Madeleine L’Engle, Walking on Water

We named our first girl before we realized there were two. I had her name picked months before there were any babies at all. Her name is delicate and lady-like and lovely. But the day we found out I was carrying two girls, the pressure to pick a second name was heavy. I couldn’t bear the thought of my girls within me, limbs pressing in on me and one another, one with a name and the other without.

And so as we left the hospital, shiny black and white ultrasound photos clutched in my swollen hand, The Man and I chose a name as we sat at a stoplight on Green Valley Road. We knew right away the name was a fit and I felt deeply satisfied that both our girls now had our love in the form of two beautiful names. It was powerful to name them before we met them, to have them come into this messy world with a sense of belonging. This is your name, little one. You will carry this with you from this moment until forever. This name is a piece of you.

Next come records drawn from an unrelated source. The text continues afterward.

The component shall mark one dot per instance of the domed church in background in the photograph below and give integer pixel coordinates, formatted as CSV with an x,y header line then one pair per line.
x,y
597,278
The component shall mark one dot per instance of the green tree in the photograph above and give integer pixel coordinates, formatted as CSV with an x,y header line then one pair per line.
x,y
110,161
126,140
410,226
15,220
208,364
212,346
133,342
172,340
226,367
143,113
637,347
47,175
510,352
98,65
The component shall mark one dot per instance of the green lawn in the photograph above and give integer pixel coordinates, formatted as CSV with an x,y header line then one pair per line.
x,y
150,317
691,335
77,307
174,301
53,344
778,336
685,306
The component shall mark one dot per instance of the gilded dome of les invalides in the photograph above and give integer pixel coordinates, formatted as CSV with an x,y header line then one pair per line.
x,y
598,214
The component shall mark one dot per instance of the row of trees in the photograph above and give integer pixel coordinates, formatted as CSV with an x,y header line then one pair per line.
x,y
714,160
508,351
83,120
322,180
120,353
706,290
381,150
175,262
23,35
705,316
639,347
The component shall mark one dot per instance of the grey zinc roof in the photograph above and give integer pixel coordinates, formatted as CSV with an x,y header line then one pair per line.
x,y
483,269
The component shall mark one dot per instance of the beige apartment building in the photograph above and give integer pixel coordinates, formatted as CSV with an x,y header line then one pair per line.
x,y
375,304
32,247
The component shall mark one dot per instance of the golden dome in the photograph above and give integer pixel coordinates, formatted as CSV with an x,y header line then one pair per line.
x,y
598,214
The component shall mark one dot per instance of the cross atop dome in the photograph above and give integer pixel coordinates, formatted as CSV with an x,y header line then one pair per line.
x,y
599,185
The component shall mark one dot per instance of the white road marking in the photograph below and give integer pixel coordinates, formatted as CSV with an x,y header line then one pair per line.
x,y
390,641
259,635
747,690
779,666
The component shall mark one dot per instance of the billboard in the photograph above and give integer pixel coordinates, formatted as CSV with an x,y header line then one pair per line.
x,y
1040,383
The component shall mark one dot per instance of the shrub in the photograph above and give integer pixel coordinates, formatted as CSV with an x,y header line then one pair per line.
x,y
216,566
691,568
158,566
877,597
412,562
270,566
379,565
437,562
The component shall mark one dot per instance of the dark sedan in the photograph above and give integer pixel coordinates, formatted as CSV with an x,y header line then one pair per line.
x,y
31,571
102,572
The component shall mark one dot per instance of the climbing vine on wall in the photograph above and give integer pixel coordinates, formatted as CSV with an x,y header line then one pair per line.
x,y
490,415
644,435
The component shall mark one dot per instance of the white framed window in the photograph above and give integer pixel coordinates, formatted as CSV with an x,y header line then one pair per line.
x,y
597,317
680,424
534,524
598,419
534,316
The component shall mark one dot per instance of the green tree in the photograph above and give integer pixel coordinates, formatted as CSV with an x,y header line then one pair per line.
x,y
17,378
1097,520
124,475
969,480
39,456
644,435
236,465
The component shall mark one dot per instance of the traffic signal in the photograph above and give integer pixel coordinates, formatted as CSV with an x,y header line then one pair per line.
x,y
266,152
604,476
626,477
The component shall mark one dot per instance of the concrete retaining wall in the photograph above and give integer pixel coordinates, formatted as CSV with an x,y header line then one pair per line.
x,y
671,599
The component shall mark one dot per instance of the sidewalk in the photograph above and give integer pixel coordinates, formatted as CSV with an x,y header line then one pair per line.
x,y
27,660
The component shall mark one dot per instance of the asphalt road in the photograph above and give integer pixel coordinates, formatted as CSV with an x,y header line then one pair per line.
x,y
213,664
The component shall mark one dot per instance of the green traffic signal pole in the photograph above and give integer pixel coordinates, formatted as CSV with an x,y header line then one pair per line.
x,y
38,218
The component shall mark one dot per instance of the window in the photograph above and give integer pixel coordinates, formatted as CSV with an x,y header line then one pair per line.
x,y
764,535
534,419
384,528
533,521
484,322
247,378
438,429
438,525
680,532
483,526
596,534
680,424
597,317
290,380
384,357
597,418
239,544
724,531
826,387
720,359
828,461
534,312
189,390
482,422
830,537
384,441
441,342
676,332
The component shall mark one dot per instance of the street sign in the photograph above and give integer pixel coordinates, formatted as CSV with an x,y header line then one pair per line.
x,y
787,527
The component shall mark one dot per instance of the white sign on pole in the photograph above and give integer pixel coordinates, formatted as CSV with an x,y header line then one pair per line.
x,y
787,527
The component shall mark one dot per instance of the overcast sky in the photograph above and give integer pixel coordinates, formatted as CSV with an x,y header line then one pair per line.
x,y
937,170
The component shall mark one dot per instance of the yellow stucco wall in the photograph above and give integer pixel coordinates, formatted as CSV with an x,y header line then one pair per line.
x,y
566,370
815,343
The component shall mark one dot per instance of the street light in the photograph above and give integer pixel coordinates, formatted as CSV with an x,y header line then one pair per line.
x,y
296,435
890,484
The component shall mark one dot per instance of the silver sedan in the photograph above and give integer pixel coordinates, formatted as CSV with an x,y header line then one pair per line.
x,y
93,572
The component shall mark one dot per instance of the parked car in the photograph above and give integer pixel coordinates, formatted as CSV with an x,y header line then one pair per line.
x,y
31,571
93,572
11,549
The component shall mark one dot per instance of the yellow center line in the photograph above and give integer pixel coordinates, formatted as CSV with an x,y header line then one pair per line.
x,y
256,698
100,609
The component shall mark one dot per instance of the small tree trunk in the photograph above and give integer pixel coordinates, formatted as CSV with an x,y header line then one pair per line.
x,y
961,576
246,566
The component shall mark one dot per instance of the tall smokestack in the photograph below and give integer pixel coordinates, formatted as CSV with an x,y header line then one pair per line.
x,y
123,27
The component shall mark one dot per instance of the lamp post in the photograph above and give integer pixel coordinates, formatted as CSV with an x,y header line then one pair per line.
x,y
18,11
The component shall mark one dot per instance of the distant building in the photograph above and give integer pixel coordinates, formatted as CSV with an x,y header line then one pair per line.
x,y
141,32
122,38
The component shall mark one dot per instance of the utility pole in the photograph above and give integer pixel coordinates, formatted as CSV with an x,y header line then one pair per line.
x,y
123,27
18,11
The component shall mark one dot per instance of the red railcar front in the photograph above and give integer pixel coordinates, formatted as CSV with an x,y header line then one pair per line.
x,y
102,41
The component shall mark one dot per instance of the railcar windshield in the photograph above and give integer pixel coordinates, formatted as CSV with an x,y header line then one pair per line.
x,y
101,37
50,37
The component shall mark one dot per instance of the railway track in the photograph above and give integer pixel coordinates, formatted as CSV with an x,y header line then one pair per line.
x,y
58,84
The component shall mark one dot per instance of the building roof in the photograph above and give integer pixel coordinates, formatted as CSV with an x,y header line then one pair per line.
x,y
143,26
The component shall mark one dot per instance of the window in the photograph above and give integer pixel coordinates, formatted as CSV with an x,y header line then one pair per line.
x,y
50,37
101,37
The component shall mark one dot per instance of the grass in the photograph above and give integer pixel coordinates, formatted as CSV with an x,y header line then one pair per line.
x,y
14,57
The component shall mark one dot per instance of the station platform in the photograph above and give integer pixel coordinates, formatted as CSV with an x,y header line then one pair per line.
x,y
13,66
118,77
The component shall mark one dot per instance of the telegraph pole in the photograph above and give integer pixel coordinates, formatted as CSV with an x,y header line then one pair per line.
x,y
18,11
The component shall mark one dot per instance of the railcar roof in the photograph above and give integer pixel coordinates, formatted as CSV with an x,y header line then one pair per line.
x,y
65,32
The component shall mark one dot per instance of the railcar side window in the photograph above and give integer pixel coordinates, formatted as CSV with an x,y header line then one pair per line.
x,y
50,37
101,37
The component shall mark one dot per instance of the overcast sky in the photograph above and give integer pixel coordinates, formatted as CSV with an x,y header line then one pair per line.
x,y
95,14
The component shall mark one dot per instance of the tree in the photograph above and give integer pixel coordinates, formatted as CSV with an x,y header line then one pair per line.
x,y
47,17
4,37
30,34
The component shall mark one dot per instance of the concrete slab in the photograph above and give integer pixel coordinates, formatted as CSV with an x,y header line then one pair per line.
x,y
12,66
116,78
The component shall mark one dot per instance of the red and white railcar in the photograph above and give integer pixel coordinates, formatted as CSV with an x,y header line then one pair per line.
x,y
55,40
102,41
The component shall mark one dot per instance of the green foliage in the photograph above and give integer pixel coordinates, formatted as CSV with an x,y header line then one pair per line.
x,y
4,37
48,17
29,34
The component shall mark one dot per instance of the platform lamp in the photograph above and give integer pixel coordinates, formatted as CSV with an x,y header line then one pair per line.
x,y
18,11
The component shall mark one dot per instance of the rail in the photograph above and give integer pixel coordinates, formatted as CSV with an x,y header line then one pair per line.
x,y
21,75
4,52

Before I went to the Philippines, there were imaginary people I knew I would meet. But now that I’ve been, there is Rose Ann, Aj, Maan, Emily, Lola. People, women, children – seen and known intimately by God. Jesus calmed Martha by saying her name twice. He changed Simon’s name to Peter, the rock. He added the ‘h’ to Abram, literally putting Yahweh into Abraham. He changed Sarai to Sarah as part of his covenant. His attention is turned, not toward politics or policy, but toward names.

Names mean things, carry weight and importance and intimacy. To know their name is to know something of them. The world is not a nameless, faceless green and blue mass of land and water. The world is made of people, rich with story, full of intrigue, longing for passion, and love and adventure. And so changing the world means influencing people – beautiful, messy, fearful, fascinating, talented, lonely people. And it begins with knowing their name.